The novel’s protagonist, 23-year-old student Rodion Raskolnikov, may appear an unlikely tour guide. However, tracing his footsteps through St Petersburg leads visitors away from the opulent palaces and fairy tale churches to offer a rare glimpse of the living, working city. For Crime and Punishment enthusiasts, and those hoping to see behind St Petersburg’s gilded façades, here’s how to explore the setting of one of Russia’s most famous literary masterpieces.
The enigmatic ‘S. Place’ and ‘K. Bridge’ of the novel’s opening lines would mean very little had Dostoevsky’s wife Anna Grigoryevna not filled in the missing letters following his death. It follows, then, that a tour of Crime and Punishment’s St Petersburg begins at Stolyarny place, adjacent to Grazhdansky street—Raskolnikov’s address. The corner is marked with a stone plaque and a relief sculpture of the novel’s mastermind, the 13 steps a nod to Raskolnikov’s climb up to his humble lodgings in the roof. The surrounding neighbourhood’s mood is bleak and sullen, just as Dostoevsky described it.

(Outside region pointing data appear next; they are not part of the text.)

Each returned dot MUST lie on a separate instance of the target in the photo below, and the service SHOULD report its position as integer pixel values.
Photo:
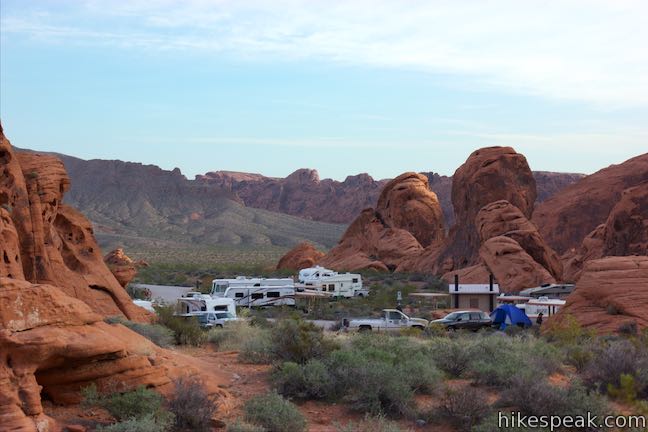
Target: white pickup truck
(391, 320)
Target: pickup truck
(391, 320)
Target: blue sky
(342, 87)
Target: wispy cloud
(592, 51)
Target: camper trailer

Track the anti-hero’s footsteps along Stolyarny street to Kokushkin Bridge. This unassuming road across Griboyedov Canal marks a central point in the novel’s geography. Turn left from the bridge, and you’ll discover the home of the long-suffering Sonya, who was forced by poverty into prostitution. Her dilapidated three-storeyed green apartment block is, in reality, much taller and has been repainted yellow. Turn right from the Kokushkin Bridge and follow the canal towards the fated apartment of Alyona Ivanovna, the unscrupulous pawnbroker who Raskolnikov murders.

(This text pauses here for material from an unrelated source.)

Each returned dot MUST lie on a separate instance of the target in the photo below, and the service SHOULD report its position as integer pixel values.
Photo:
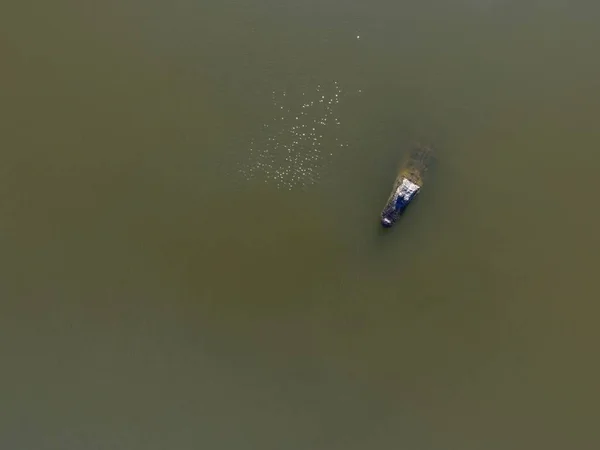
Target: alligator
(408, 183)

Branch off from Alyona’s block to discover the underground tavern where Raskolnikov meets Sonya’s vodka-soaked father, Marmeladov—it was one of innumerable basement bars in the area that have since closed. Marmeladov’s ‘smoke-blackened door’ is further down Bolshaya Podyacheskaya, but is barely recognisable thanks to the street’s gradual gentrification over the century or so since the book was published.
The real heart of Crime and Punishment’s St Petersburg is Haymarket Square, now Sennaya Square, where Raskolnikov hatches the idea to murder Alyona. Described by Dostoevsky as ‘a kaleidoscope of odd characters’, it was marked as a scene of chaos, debauchery and vice, jostling with ragged beggars, thieves and prostitutes. It has since shaken off its unsavoury past, but continues to bustle as a busy bus terminal.
End the tour on Nikolaevsky Bridge, now Annunciation Bridge, where Raskolnikov pauses to gaze out at the city. It’s the only moment in the novel where there’s a sense of space, and it’s easy to see why. Spectacular views across the Neva and the city beyond offer a moment’s respite from the city’s incessant throng.